Thinking about improving fire safety in informal settlements requires an understanding of how people live and what this means for how they experience fire risk. For example, cooking inside shelters is a common cause of fire, disproportionately impacting women and girls who remain most likely to be involved in caring responsibilities. One solution might be to create a communal cooking area located a short walk across the settlement to limit the use of fuel inside a shelter. At first glance, this appears to solve the problem as it moves the risk of fire to an outside space away from the shelter. However, in some contexts, a daily priority is to cook and eat together in a private space, or the caregiver may also need to remain close to young, elderly or immobile members of the household or be concerned about security. Inclusive fire education must pay attention to such concerns and practicalities by recognising the different ways in which people live.

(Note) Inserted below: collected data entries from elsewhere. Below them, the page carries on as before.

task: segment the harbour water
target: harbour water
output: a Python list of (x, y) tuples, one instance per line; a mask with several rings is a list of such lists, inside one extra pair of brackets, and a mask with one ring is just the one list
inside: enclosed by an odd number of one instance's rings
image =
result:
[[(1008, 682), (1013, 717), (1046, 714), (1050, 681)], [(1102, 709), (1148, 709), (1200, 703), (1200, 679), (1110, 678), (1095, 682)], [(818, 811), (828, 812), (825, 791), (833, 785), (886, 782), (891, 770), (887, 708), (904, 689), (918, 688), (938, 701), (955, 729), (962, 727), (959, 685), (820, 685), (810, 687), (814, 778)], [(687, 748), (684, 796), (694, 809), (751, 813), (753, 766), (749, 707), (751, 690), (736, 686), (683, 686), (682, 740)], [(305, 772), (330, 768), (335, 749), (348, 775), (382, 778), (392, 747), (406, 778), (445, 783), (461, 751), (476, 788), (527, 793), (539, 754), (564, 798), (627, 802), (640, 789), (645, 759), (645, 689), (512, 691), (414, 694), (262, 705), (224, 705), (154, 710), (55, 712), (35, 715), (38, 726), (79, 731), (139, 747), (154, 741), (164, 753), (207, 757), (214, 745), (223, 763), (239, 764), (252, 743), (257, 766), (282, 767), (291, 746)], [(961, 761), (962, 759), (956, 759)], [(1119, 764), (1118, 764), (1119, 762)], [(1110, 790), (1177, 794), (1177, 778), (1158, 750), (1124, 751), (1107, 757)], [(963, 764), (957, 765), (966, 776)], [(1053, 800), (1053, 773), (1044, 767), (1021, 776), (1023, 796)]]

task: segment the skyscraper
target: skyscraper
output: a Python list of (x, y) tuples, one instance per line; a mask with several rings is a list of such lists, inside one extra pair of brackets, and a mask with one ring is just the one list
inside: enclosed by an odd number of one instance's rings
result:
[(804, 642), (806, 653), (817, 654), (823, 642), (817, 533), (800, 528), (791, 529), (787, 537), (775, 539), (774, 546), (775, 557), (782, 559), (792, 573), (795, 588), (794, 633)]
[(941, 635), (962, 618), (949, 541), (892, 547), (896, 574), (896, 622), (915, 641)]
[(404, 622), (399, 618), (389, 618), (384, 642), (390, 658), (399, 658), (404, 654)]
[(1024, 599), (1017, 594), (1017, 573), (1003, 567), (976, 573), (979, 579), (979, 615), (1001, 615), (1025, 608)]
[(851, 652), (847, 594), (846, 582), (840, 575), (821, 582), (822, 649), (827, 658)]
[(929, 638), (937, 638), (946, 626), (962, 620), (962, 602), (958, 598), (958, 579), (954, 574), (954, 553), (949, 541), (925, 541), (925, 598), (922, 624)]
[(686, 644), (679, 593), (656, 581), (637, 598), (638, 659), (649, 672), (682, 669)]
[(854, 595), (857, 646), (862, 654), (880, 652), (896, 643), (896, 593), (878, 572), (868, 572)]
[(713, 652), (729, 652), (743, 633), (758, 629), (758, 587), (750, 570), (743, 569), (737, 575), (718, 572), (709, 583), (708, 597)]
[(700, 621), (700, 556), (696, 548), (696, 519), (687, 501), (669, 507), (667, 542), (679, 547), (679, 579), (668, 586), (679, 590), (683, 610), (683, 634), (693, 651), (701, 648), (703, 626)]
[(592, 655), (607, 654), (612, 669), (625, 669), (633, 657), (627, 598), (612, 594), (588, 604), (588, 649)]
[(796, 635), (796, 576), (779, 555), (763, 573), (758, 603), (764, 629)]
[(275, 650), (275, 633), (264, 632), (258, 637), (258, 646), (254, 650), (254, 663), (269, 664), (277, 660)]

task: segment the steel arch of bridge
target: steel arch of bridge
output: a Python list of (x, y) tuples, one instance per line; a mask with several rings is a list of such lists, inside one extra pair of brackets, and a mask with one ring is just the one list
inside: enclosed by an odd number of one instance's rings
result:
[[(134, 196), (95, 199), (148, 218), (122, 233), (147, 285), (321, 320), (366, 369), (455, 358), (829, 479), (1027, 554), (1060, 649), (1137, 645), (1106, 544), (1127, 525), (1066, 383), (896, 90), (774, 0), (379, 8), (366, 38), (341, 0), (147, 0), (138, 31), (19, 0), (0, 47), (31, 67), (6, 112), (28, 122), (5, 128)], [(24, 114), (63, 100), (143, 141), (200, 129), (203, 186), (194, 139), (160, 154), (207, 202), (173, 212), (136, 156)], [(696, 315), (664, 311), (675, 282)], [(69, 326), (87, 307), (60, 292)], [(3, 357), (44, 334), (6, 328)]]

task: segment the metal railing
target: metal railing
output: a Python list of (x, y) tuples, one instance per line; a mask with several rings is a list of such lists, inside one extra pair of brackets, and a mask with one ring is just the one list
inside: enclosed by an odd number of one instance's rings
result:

Recognising that different people have different responsibilities that create additional burdens and fire risks is key. While women and girls most often interact with fuel for cooking and can easily be present when a fire starts, many young men feel an expectation that they have the physical capabilities to stop the fire from spreading by tearing the shelter down, or are perceived as being able to fight the fire. Aside from the obvious burden and additional risk that this places on some men, this expectation can also determine access to fire safety knowledge. When educational activities about responding to fire are only directed at able-bodied (younger) men, all other people in a settlement are more at risk – this includes women, girls, people with disabilities, different age groups. Where some men are seen as the custodians of knowledge about fire response and prevention, all capacity to respond leaves the settlement the moment they do.

For individuals and households with any additional need (be it physical, mental or age related) or experiencing any form of social exclusion or discrimination, the possibilities for recovery from fire – emotionally and financially – diminish. Social networks are key. Therefore, where fire safety messaging is delivered as part of community-wide ‘sensitisation’ (for example in leaflets or posters), recognition is also needed of how different people experience life within a settlement: Who is included in educational programmes and why and therefore who is excluded? How do cultural and social norms and histories determine what issues are included or excluded? How are different groups’ experiences represented in materials, in languages and images?

Only by recognising every person’s capacity to contribute to the reduction of fire risk is it possible to actually achieve fire safety for all.

1 https://bit.ly/eer11-9

Helen and Laura are researchers and practitioners working on a range of issues related to understanding and responding to fire risk, predominantly in humanitarian and development contexts.